Ireland’s international tax reputation took a major hit recently after the EU ordered that the country claim up to €13 billion in unpaid taxes from tech giant Apple. Brazil also recently placed Ireland on a list of international tax havens.
However, Michael Noonan was keen to put forward a positive image as to how Ireland has dealt with taxing companies.
He said the government was “willing to take action where needed to amend our corporate tax residence rules to prevent companies exploiting mismatches between our rules and the rules in other countries”.
“However, Ireland alone cannot prevent aggressive tax planning, which by its very nature relies on mismatches between different countries’ rules,” he said.
He also hit back at suggestions that Ireland has signed unfair tax treaties with developing countries.
A study published in December by a group of civil society organisations from 16 European countries found that European governments are signing what it called “very problematic” tax treaties with developing countries that reduced those states’ tax takes.

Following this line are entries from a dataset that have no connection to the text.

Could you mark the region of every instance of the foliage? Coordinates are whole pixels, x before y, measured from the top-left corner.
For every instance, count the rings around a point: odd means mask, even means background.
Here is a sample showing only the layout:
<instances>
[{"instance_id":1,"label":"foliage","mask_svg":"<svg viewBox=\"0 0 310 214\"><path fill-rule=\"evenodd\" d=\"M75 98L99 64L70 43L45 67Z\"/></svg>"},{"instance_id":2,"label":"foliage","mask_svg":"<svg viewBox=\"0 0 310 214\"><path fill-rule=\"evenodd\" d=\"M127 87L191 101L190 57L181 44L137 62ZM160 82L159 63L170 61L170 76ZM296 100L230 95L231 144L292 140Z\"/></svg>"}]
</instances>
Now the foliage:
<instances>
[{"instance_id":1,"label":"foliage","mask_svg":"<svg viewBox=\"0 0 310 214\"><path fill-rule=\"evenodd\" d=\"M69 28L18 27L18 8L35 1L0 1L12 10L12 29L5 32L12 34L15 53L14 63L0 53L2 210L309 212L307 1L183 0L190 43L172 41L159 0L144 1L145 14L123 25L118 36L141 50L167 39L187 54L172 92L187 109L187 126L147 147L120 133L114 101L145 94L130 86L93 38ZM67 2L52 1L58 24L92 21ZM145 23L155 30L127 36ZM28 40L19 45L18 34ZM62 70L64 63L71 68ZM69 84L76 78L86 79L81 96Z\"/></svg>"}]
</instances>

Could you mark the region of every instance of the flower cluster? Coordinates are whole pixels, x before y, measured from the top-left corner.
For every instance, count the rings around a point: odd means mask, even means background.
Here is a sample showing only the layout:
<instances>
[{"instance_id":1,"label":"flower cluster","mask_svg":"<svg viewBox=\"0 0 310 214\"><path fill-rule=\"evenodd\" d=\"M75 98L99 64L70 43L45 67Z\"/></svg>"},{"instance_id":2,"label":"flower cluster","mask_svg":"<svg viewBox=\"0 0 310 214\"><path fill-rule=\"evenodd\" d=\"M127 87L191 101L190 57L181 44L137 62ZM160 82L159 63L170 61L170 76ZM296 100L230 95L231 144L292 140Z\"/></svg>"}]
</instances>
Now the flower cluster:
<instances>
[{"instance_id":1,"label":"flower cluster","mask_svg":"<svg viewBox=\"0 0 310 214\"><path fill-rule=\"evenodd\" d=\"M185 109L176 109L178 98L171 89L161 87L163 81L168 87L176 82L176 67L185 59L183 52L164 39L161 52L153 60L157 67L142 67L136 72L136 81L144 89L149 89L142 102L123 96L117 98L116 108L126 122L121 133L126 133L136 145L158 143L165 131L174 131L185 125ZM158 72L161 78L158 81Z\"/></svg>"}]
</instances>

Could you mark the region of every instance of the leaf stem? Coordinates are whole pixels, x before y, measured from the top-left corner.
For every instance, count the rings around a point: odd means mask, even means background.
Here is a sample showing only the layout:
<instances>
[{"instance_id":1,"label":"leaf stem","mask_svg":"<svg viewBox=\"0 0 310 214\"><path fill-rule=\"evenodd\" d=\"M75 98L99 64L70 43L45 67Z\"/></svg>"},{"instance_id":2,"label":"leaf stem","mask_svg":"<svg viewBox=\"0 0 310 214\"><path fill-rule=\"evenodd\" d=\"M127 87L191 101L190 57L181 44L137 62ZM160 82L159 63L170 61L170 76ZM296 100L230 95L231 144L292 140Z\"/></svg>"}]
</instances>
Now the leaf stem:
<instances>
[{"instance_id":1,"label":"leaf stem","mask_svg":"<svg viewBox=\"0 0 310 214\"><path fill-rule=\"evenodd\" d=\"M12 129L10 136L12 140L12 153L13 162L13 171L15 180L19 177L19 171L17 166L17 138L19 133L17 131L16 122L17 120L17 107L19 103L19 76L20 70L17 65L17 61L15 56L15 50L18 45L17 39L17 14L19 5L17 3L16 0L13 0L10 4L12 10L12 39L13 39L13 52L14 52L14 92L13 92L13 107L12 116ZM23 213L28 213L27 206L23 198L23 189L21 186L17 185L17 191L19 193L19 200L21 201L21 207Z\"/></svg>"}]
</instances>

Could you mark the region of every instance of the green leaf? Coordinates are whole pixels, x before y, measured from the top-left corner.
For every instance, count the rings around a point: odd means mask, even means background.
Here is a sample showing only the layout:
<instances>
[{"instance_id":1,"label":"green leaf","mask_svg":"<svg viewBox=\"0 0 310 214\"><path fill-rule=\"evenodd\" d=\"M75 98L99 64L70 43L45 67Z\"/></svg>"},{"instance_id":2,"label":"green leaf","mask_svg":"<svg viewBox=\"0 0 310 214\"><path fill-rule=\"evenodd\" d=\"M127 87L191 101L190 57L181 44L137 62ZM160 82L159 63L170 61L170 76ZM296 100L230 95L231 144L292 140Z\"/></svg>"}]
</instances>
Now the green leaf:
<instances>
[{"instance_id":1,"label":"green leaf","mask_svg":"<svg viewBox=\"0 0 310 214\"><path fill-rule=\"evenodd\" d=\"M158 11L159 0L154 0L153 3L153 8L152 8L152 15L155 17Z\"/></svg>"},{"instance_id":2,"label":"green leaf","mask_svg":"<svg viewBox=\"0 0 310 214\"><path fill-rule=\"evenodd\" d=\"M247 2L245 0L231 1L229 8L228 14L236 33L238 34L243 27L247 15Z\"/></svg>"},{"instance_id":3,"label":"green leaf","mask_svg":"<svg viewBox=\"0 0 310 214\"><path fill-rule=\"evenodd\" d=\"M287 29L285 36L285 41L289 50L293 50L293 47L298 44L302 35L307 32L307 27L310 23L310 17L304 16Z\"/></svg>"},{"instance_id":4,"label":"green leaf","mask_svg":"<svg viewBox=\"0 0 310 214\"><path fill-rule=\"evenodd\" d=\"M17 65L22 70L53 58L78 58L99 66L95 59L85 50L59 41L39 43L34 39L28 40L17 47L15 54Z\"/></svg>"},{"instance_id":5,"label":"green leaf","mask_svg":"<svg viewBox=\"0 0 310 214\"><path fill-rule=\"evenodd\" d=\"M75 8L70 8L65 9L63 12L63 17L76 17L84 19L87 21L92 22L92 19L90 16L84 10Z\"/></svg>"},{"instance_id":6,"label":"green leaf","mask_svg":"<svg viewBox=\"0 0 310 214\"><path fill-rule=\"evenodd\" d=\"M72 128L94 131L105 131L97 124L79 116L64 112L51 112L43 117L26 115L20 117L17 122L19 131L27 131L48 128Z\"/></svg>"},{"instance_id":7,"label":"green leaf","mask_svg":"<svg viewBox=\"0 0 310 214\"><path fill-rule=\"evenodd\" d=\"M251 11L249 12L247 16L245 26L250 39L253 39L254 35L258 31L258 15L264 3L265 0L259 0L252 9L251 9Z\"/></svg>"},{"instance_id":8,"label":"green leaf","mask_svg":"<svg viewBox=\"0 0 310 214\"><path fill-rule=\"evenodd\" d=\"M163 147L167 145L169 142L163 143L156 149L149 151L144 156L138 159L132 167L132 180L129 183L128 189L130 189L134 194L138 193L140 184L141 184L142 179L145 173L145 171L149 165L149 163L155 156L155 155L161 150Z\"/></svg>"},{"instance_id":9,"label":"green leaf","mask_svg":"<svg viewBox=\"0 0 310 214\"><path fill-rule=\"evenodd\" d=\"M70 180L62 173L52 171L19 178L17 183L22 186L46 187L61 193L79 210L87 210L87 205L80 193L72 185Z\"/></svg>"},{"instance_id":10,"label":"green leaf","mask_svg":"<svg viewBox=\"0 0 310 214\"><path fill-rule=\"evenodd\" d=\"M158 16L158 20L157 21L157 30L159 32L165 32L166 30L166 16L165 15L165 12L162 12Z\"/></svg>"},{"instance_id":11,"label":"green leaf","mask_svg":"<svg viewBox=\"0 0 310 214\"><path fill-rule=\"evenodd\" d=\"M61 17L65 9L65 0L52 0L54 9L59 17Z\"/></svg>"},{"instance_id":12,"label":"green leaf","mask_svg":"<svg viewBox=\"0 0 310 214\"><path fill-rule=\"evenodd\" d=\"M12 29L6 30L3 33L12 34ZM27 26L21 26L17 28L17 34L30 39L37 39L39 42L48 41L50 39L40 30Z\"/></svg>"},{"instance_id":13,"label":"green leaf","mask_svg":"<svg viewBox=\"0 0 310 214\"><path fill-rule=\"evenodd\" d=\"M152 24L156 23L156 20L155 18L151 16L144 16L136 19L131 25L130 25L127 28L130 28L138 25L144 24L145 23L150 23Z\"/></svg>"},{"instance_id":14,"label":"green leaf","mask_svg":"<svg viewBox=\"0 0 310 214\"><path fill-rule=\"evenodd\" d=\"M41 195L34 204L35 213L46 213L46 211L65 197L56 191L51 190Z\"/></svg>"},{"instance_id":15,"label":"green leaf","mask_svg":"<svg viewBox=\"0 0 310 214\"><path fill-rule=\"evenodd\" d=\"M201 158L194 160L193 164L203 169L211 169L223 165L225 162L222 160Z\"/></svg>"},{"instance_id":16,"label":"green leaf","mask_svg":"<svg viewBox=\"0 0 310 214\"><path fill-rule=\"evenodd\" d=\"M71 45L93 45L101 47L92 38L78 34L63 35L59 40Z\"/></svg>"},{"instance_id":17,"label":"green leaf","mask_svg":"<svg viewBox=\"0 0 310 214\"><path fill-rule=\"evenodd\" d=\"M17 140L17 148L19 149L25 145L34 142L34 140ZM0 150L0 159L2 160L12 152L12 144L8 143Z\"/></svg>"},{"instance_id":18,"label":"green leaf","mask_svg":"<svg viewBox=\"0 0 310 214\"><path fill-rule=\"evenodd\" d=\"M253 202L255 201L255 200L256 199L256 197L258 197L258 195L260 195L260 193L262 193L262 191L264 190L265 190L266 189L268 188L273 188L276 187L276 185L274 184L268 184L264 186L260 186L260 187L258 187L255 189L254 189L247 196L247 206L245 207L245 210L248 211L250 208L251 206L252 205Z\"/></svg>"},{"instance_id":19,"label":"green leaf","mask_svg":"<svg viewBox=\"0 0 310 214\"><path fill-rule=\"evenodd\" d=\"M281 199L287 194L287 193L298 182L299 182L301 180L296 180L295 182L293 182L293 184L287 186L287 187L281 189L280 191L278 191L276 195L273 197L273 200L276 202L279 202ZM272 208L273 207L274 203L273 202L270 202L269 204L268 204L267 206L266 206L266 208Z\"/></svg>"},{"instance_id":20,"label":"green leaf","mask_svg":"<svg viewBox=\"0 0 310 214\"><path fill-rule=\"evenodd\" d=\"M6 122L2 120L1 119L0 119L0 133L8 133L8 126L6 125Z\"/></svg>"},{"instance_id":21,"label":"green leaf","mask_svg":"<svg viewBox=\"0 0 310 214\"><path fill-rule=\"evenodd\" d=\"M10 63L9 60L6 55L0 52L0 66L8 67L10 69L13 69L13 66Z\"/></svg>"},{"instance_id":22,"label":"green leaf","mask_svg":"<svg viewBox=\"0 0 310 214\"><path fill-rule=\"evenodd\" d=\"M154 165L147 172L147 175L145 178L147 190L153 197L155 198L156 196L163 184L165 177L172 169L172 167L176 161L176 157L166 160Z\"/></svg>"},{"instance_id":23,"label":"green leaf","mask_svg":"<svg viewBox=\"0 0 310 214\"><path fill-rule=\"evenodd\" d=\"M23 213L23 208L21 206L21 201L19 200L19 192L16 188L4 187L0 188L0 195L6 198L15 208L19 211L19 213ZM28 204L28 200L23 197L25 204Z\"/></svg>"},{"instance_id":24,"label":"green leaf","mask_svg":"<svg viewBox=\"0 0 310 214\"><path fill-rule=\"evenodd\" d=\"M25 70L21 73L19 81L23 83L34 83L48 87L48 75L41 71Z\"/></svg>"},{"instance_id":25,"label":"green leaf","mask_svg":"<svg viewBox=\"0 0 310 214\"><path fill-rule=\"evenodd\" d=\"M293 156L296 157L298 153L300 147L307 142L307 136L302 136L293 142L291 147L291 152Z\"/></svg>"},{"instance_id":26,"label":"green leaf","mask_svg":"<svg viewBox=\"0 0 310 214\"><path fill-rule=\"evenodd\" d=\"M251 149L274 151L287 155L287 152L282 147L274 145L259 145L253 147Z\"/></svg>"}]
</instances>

It found that the treaties reduced the withholding tax charged by developing countries by average reduce rates of 3.8%. Withholding taxes are taxes that one countries levies on another.
It was found that while Ireland had relatively few tax treaties with developing countries, the treaties that it had reduced tax rates by the most, by 5.2%.
Speaking today, Noonan said that there has been some “inaccurate criticism of Ireland’s engagement with developing countries on tax in recent times”.
“I strongly disagree with reports which paint a misleading and inaccurate picture of the small number of tax treaties which Ireland has with developing countries,” he said.
“None of those treaties were entered into without the agreement of the counterparty country. Ireland’s treaties with developing countries take elements from both the OECD and the UN model treaties.
“The new treaties reflect a more appropriate allocation of taxing rights between both countries.”